It's been a rough couple of weeks for United Airlines. First, video of a customer being physically dragged off a flight to free up a seat for crew members made the airline a target of heavy criticism. Then, reports that a scorpion dropped from an overhead bin and stung a passenger made it hard not to characterize United flights as the stuff of nightmares. It's safe to say there are few things that are as strongly disliked as United Airlines right now — unless, of course, you're President Donald Trump. A new poll has found that despite the airline's bad press lately, people still viewed United Airlines more favorably than Trump.
In a new national poll geared at measuring Democratic enthusiasm for upcoming 2018 elections, Public Policy Polling has found a majority of respondents hold a higher opinion of United Airlines than they do President Trump. According to the poll, 42 percent of those surveyed said they had "a higher opinion" of United Airlines, while just 40 percent said they had "a higher opinion" of President Trump. 18 percent of respondents reported being "not sure."
In breaking the question down further, the poll found 52 percent of those surveyed reported having an unfavorable opinion of President Trump, compared to 43 percent who viewed him favorably.
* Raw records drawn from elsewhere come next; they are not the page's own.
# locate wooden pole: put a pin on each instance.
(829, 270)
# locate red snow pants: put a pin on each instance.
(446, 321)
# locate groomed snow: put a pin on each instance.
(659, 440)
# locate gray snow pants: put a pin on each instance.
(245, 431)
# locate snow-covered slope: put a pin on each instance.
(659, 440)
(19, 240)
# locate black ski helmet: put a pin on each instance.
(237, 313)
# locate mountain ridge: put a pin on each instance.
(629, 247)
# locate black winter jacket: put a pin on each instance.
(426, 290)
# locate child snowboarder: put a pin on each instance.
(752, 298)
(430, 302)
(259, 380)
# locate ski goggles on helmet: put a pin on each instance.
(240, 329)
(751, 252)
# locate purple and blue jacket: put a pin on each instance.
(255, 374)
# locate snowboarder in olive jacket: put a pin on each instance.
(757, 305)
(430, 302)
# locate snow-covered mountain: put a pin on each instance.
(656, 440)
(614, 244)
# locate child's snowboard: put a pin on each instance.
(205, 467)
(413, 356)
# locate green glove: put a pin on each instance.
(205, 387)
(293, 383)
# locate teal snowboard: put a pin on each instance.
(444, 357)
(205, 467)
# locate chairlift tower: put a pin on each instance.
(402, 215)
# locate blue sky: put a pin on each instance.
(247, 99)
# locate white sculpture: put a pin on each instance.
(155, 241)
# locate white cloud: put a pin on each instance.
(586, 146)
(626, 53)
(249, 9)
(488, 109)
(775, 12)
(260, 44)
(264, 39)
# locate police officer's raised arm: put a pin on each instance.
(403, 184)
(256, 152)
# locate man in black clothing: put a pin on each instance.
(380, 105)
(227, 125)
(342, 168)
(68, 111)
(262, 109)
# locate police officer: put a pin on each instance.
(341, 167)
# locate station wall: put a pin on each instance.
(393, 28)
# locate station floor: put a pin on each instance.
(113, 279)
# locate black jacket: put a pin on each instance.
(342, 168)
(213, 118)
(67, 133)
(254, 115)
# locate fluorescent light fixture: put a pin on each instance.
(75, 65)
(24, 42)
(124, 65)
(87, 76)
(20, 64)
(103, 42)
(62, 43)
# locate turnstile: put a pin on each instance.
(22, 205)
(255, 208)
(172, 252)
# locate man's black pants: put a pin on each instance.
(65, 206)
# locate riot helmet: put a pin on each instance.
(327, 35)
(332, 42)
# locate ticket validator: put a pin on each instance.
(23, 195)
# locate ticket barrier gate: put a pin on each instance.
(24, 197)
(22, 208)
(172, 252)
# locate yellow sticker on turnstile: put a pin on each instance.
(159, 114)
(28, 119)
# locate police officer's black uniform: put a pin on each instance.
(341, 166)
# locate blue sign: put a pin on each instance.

Interestingly, only 47 percent of respondents appeared to view United Airlines unfavorably.
In a separate question, the poll found that 50 percent of respondents disapproved of President Trump's job performance, compared to 43 percent who approved. 7 percent said they were "not sure." Those numbers are consistent with Gallup's latest data on the president's approval rating.
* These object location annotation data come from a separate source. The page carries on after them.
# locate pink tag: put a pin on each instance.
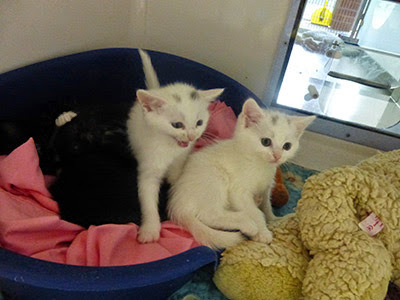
(371, 224)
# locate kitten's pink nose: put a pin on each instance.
(191, 137)
(277, 156)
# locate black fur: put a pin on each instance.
(97, 183)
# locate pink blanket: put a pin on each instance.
(30, 223)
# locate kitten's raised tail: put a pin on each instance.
(213, 238)
(150, 74)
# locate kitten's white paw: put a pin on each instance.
(264, 236)
(149, 232)
(249, 228)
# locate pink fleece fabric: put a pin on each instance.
(30, 222)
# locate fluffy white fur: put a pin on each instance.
(159, 147)
(224, 189)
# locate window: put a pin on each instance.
(340, 60)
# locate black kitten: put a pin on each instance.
(97, 177)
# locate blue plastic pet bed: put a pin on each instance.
(107, 75)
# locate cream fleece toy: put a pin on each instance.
(320, 252)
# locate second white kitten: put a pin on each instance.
(224, 189)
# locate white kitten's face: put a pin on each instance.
(178, 110)
(271, 135)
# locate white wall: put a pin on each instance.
(236, 37)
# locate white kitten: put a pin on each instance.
(220, 185)
(163, 125)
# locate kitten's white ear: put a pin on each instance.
(149, 101)
(210, 95)
(301, 123)
(251, 112)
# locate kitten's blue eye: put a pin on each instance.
(266, 142)
(177, 125)
(287, 146)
However, the poll from Public Policy Polling found that despite Trump's low job approval, only 27 percent said they would rather have Vice President Mike Pence take over. 37 percent said they preferred Trump as president when the choice was between the two. 36 percent said they were not sure.
Public Policy Polling's latest poll surveyed 648 registered voters across the United States over the phone, or through an opt-in internet panel. Its main finding was that enthusiasm among Democratic voters in Georgia's and Kansas' recent special elections may be a national phenomenon — 63 percent of Democrats reported being "very excited" to vote in 2018 midterm elections. Comparatively, 52 percent of Republican respondents said they were "very excited" to vote.
"Democrats have a lot of reason for optimism looking toward 2018," Public Policy Polling President Dean Debnam said in a statement released alongside the survey results. "Their voters are considerably more fired up about voting right now."